Jonas Hiller hat eine ganz andere NHL-Karriere hinter sich. Er war nicht nur in Davos ein Meistergoalie. Er war in Anaheim und zumindest in der ersten Saison in Calgary die Nummer 1, wurde für das All-Star-Game aufgeboten und mit einem Jahressalär von 4,5 Millionen Dollar verdiente er letzte Saison fast doppelt so viel wie David Aebischer in seiner besten Zeit.

Ruhiger Blocker mit starkem Stellungsspiel

Jonas Hiller und David Aebischer unterscheiden sich auf von ihrer Spielweise her. Ja, es gibt kaum gegensätzlichere Stilisten. Hiller ist ein schon fast provozierend ruhiger Blocker mit einem ausgeklügelten Stellungsspiel und ist in der «unteren Etage» (also in der unteren Torhälfte) fast nicht zu überwinden. Er wirkt optisch so, als ziehe er die Pucks wie ein Magnet an. Aebischer war hingegen ein schon fast wilder Spektakel-Goalie, der die Stürmer herausforderte und dabei Gefahr lief, überlistet zu werden.

Hiller Griff zuletzt öfter mal daneben.
Hiller Griff zuletzt öfter mal daneben.
Bild: AP/The Canadian Press

Ein Vergleich mit Martin Gerber, dem dritten grossen Schweizer Torhüter in der NHL, ist nicht möglich. Der Emmentaler kam erst 2013 nach Kloten und zu diesem Zeitpunkt lag seine grosse Zeit in der NHL schon drei Jahre zurück und er hatte zuletzt in der KHL, in Finnland und in Schweden gespielt. Er war zu diesem Zeitpunkt bereits 39 Jahre alt.

Aber er war immer noch gut genug, um Kloten 2014 bis in den Playoff-Final gegen die ZSC Lions zu hexen. Wir wir heute wissen, das wohl letzte «Hurra» der Klotener. Jonas Hiller ist nun bei der Rückkehr in die Heimat nicht nur fünf Jahre jünger als Martin Gerber beim Transfer von Rögle nach Kloten – er wechselt auch direkt aus der NHL in die NLA.

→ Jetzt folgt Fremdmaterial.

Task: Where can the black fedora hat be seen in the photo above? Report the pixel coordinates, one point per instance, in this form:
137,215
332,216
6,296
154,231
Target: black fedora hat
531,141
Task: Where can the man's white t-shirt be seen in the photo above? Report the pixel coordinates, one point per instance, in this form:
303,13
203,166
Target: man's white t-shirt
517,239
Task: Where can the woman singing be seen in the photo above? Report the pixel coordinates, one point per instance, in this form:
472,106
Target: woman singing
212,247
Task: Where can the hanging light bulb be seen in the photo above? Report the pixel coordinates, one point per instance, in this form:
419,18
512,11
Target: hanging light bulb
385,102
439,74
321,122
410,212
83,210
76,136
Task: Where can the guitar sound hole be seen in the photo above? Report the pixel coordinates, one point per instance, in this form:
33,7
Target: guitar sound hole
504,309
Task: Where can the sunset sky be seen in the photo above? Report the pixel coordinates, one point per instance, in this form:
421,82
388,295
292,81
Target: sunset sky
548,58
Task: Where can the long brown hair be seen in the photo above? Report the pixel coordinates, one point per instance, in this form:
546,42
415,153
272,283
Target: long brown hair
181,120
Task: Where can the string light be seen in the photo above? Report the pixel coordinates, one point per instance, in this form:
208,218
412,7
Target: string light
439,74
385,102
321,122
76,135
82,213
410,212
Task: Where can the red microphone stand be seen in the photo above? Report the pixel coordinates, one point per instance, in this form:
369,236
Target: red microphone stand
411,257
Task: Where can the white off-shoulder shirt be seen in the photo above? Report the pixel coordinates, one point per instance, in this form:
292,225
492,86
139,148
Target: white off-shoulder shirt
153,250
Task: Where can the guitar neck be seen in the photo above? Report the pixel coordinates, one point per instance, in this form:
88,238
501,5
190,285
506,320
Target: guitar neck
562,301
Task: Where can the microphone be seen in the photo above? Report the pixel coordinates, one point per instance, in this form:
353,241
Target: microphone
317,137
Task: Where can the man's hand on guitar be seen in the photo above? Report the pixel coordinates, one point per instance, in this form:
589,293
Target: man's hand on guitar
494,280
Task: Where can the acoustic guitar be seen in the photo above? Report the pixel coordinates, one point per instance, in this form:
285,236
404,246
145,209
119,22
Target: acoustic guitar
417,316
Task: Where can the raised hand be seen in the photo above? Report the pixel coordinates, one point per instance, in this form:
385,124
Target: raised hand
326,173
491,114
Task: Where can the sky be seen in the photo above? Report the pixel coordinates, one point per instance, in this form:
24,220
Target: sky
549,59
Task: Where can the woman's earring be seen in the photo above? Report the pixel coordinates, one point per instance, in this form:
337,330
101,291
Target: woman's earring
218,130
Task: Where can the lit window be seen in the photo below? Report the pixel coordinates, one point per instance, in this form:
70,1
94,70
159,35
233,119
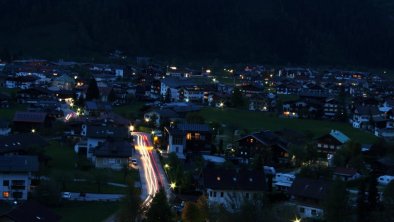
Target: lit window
6,194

Teuerster Biel-Spieler aller Zeiten

Wir sehen also: Jonas Hiller wird nicht der neue David Aebischer und auch besser als Martin Gerber sein. Er wird Biel zu einem sicheren Playoff-Anwärter machen – oder die Trainerkarriere von Kevin Schläpfer in Biel geht zu Ende. Jonas Hiller ist ein «Millionenlos» für Trainer Kevin Schläpfer. Aber kein ungefährliches. Die Erwartungen sind hoch. Biel hat durch den Transfer dieses grossen Torhüters erstmals seit dem Wiederaufstieg von 2008 die Unschuld des Aussenseiters verloren.

Scheitert Biel, dann wird es das Scheitern des Trainers sein. Denn mit Jonas Hiller hat Biel nun neben seinem Trainer einen zweiten «Hockeygott». Diese Saison waren die Probleme mit den Goalies eine wohlfeile Ausrede für das Abrutschen auf den letzten Platz. Die gibt es nicht mehr.

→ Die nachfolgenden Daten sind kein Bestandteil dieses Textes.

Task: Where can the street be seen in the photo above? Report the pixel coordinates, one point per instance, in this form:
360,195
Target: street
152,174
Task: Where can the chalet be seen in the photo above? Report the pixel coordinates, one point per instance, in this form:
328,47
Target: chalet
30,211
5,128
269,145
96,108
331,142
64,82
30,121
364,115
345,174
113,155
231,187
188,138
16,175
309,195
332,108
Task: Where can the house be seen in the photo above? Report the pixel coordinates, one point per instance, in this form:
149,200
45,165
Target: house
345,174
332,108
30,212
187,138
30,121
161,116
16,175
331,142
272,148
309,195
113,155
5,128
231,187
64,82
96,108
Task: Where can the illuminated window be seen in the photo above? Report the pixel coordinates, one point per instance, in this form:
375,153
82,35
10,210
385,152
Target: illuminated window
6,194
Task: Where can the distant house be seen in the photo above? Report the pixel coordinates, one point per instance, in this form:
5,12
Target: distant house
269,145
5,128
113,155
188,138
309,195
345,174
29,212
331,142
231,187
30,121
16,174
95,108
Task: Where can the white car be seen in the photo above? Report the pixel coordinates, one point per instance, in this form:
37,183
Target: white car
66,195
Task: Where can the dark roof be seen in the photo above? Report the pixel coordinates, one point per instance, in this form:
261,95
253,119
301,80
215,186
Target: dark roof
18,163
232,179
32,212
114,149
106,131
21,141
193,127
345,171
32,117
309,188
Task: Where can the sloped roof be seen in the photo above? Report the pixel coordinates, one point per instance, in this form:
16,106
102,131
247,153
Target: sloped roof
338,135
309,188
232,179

Als HCD-Goalie: Jonas Hiller im April 2007 mit dem Meisterpokal.
Als HCD-Goalie: Jonas Hiller im April 2007 mit dem Meisterpokal.
Bild: KEYSTONE

Es wird aus finanziellen, politischen und sportlichen Gründen unmöglich sein, Jonas Hiller in einer Krise zum Sündenbock zu machen. Wenn es nicht läuft, dann wird der Zorn des Hockeyvolkes in Biel den Trainer treffen. Und wenn es läuft, dann wird Jonas Hiller als neuer «Hockeygott» gefeiert – und nicht mehr nur Kevin Schläpfer.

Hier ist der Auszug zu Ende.